SAML Authentication: Forbidden access to deployment

Hi,

I have installed Elastic Cloud Enterprise on an AWS virtual machine, and have a ELK stack deployment configured. I have configured an authentication provider (SAML) to login to ECE. It is working correctly and properly assigning roles. All is good there.

Problem is, before having configured with SAML, the admin user would be able to immediately authenticate to a deployment's Kibana without needing to login again. Now, with a SAML provider configured, that does not work for any user from SAML nor the admin user. Instead when launching the Kibana from ECE of the deployment, the screen reads, "Forbidden. You are not allowed to access this resource." Additionally, the logs from ECE have this message for every attempt to open the deployment's Kibana; "Role ece_platform_admin: feature account_activity_readonly not found {}".

Please, any help will be greatly appreciated!

Hi Thomas. The automatic SSO into Kibana from the ECE UI is managed by the ECE "security cluster". One thing that helps when troubleshooting these types of issues is to enable TRACE level logs for Elasticsearch SAML and IdP features. In ECE you can go to the "security cluster" deployment's API Console page and set the following via the Elasticsearch API:

PUT /_cluster/settings
{
  "transient": {
    "logger.org.elasticsearch.xpack.security.authc.saml": "TRACE",
    "logger.org.elasticsearch.xpack.idp": "TRACE"
  }
}

From there you should be able to view the logs in the Logging and Metrics cluster (you can get to them from the "Show Dashboard Links > Cluster Logs" link from the security cluster's "Elasticsearch" page).

Can you try the above and see if any SAML IdP errors are logged?

Hi @Daniel_Battaglia ,

I enabled the trace logging, and nothing related to SAML appears.

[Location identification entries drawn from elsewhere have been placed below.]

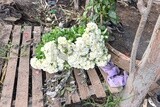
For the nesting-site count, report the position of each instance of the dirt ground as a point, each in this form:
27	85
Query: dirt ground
130	18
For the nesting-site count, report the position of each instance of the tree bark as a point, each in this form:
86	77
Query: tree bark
139	82
144	11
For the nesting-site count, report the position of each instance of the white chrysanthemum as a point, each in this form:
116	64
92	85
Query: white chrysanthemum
87	51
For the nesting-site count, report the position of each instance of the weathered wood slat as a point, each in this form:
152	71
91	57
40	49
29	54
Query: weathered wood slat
8	84
82	87
96	83
37	94
119	58
23	72
112	89
4	37
57	103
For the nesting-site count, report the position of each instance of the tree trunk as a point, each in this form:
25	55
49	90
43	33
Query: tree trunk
140	81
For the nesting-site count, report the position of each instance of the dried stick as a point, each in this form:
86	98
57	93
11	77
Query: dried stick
144	11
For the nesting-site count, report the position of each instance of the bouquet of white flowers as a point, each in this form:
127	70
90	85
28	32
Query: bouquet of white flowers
80	47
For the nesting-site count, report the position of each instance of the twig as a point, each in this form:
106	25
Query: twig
144	11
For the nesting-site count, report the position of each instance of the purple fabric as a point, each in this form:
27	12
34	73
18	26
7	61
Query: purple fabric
111	69
114	79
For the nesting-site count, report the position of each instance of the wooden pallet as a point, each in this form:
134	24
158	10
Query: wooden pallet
22	86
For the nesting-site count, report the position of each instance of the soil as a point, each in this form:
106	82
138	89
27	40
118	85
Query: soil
130	18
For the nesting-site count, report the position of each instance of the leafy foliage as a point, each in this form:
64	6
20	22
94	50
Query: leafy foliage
70	34
100	12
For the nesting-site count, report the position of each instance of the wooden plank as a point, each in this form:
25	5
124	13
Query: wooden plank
4	38
96	83
75	97
112	90
6	31
119	58
82	87
23	72
37	94
8	84
57	103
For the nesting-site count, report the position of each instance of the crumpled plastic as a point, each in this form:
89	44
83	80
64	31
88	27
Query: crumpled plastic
115	78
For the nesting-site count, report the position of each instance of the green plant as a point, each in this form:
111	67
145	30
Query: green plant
100	12
70	34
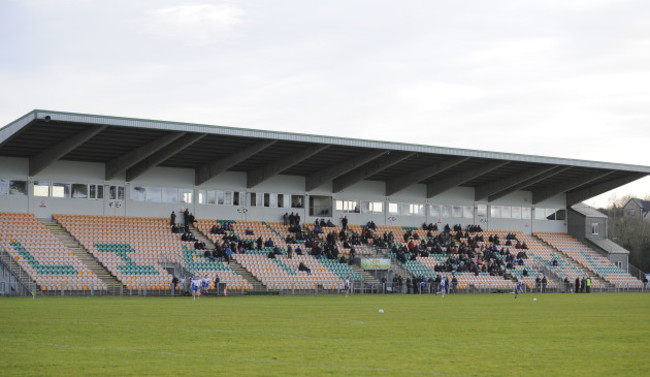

Same as before, only this log message appears for every attempt to launch Kibana:
Role ece_platform_admin: feature account_activity_readonly not found {}

Got it, I wonder if the SAML request is not even being initiated. One thing that would be helpful is to see exactly what network request is failing here, and what that response looks like. We can check this using the browser dev tools with a little bit of extra settings. Assuming Chrome:

  • Open the dev tools and switch to the Network tab
  • Open the dev tools settings, scroll down and enable "Auto-open DevTools for popups"
  • Click on the Kibana "Open" link
  • In the new popup, you should see the call to the ECE IdP, something like "$ECE_URL/sso/v1/go/ec:platform:$DEPLOYMENT?acs=..." (if not make sure the "All" or "Doc" filter is selected)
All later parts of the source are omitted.